Before the daylight, in the morning, the host and his huntsmen set out after the boar. The poet describes in detail how cheerful the all-day-long hunt is, using a lot of details and images: there are men with "mighty bows," brave knights and their flying arrows, a lot of horns and barking hounds. Many hunters fear for their lives but the lord, the bravest of them all and a true knight, shows the example by leading the chase for the boar because it is his duty to be a shining example to his people. "And many feared for their lives, and fell back a little. But the lord on a lively horse leads the chase." [Norton, 1463-1464]

In the next scene, the poet turns away from the hunting scene to the Sir Gawain's bedroom in the castle, where he peacefully awakens from sleep. It seems that the poet intentionally positions the bedroom scenes within the hunting scenes: the symbolic hunt juxtaposed with the literal hunt. The lady, the host's wife, carefully enters the room. She sits beside him on the bed and he pretends to be surprised at seeing her here. The passage revolves around the host's wife attempts to seduce Sir Gawain, and he tries to avoid the consequences of such thing happening. She is a real temptress, tests his courtesy, virtue, decency, and a real object of courtly love, but he acts in accord with court's rules of love. "I am yours to command, to kiss when you please; You may lay on as you like, and leave off at will." [Norton, 1501-1502]. As the persuasion becomes more and more aggressive, she starts using compliments and blames him for neglecting her feelings. "And you are the noblest knight known in your time; No household under heaven but has heard of you fame... Yet never has a fair phrase fallen from your lips of the language of love, not one little word!" [Norton, 1520-1524]

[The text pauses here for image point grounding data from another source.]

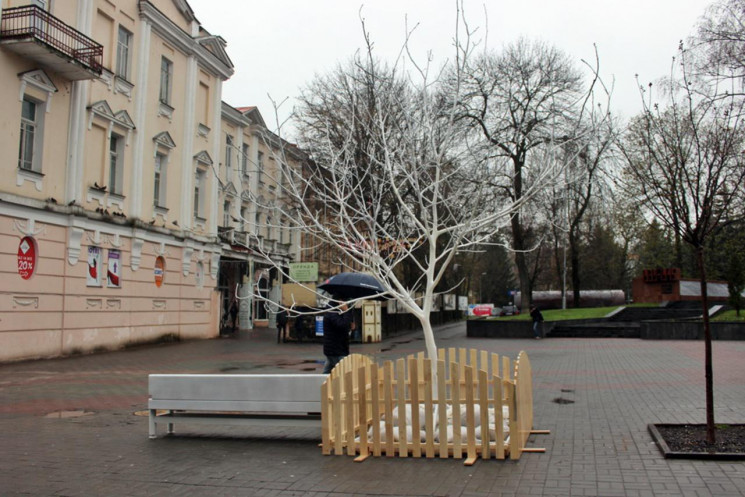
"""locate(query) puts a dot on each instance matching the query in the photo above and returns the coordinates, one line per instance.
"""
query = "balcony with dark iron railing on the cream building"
(34, 33)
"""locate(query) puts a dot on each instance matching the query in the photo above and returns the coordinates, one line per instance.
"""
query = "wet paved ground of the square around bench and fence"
(68, 427)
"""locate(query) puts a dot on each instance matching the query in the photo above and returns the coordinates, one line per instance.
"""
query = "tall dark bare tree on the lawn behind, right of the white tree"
(527, 97)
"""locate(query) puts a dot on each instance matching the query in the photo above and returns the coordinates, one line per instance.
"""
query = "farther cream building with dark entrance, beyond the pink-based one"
(257, 240)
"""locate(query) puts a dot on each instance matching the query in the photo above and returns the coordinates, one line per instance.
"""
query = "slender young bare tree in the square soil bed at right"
(684, 162)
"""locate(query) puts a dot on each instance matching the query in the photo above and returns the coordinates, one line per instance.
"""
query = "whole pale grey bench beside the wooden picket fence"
(271, 399)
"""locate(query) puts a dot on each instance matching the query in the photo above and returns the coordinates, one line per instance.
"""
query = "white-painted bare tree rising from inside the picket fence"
(394, 184)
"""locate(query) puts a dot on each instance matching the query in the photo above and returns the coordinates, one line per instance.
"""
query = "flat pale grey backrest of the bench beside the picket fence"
(261, 393)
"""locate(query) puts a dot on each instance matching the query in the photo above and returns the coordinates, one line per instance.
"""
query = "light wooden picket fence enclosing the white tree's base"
(481, 405)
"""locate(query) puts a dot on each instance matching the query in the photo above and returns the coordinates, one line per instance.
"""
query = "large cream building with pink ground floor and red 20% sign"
(112, 144)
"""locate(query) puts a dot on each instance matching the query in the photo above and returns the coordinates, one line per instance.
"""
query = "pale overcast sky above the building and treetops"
(278, 46)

She is angry because other knights try to make their ladies happy, but he is, on the contrary, cold to her and never talks to her of the language of love, "not one little word." That makes her wonder if he is ignorant about love and whether he likes her at all. "How! Are you artless, whom all men praise? Or do you doom me so dull, or deaf to such words?" [Norton, 1528-1529] At the end of the passage, she continues to flirt with him very actively, pointing out that her husband is away on the hunt and the entire castle is asleep.

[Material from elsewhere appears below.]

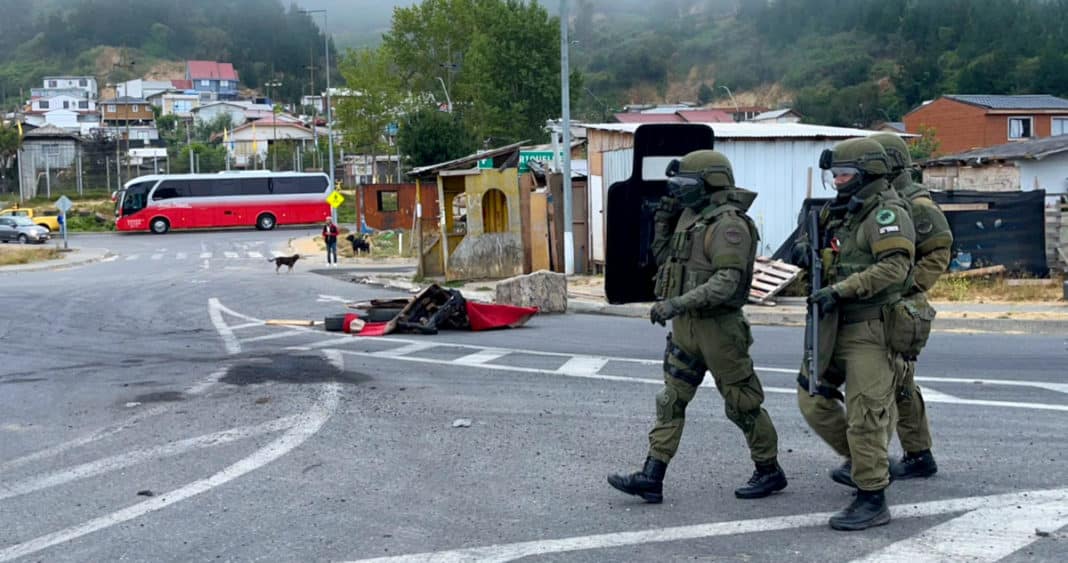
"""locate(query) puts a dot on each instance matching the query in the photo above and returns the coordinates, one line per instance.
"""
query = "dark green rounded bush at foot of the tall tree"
(429, 137)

Sir Gawain and the Green Knight is a tale of romance, irony and courtesy, that portrays the image of courtly relationships in a clear way. The lady is testing Gawain's morals by challenging his duty as a courteous knight to do as lady wishes. By admitting, in a polite and tactful manner, that she is a better person than he is and that he is not worthy of her affection, humble and courteous Sir Gawain is able to retain his honor.